Since only CR 0 creatures have one Hit Die, I was comfortable that the size restriction was also a fair approximation of the power of a creature. Some creatures are exceptions, such as the Giant Centipede (d6 HD, 1/4 CR), but it’s still a fair approximation.

Diseased Rats

You’re really carrying around that vermin?

Pied Piper of Hamelin.jpg

Carrying around a bag of rats is not a risk-free proposition. Consider imposing other deterrents to metagaming.

Anyone trying to play the Pied Piper of Hamelin may suffer disadvantage in social interactions, as a result of their vile behavior. One may question how long the other party members will tolerate such behavior.

Small vermin are likely to carry diseases. Sticking your hand into a bag of rats is liable to get you bitten. Next thing you know, you might be dealing with a nasty case of Sewer Plague (Dungeon Master’s Guide p. 257).

3 thoughts on “The “Bag of Rats” Problem

  1. Nice to see the same issues persist. I recall having these conversations with my group 15 years ago.

    I recommend going with the hit die definition. (Assuming you don’t get rid of the power in your game altogether.) Whether or not the creature poses a viable threat is too circumstancial.
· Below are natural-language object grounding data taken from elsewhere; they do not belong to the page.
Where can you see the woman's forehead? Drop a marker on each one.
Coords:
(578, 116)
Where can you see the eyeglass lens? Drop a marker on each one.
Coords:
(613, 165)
Better to have a clear dividing line.


  2. With something like Enervate, where you are basically draining life force from your opponent, I would rule that the opponent needs to have at least enough hp to fill your HD regained (i.e. 8 hp per HD regained, and then 8hp per d8 per temporary hp). It would be ridiculous to drain a 1hp creature to gain 8hp. I would actually rule that the amount of damage caused would be the amount of temporary hp gained.
    For something like gaining a grit on a natural 20, I would rule that the player should be in combat with the creatures (so killing a sleeping creature wouldn’t count).
    This where the DM needs to be innovative and flexible and the players need to work with the DM to come up with sensible solutions.
    This is why I hate RAW/ rules lawyers as players, and as a DM, I overrule them. Don’t like my rules? Play elsewhere. I mean for us to have fun, but not by breaking the game and by doing unrealistic things.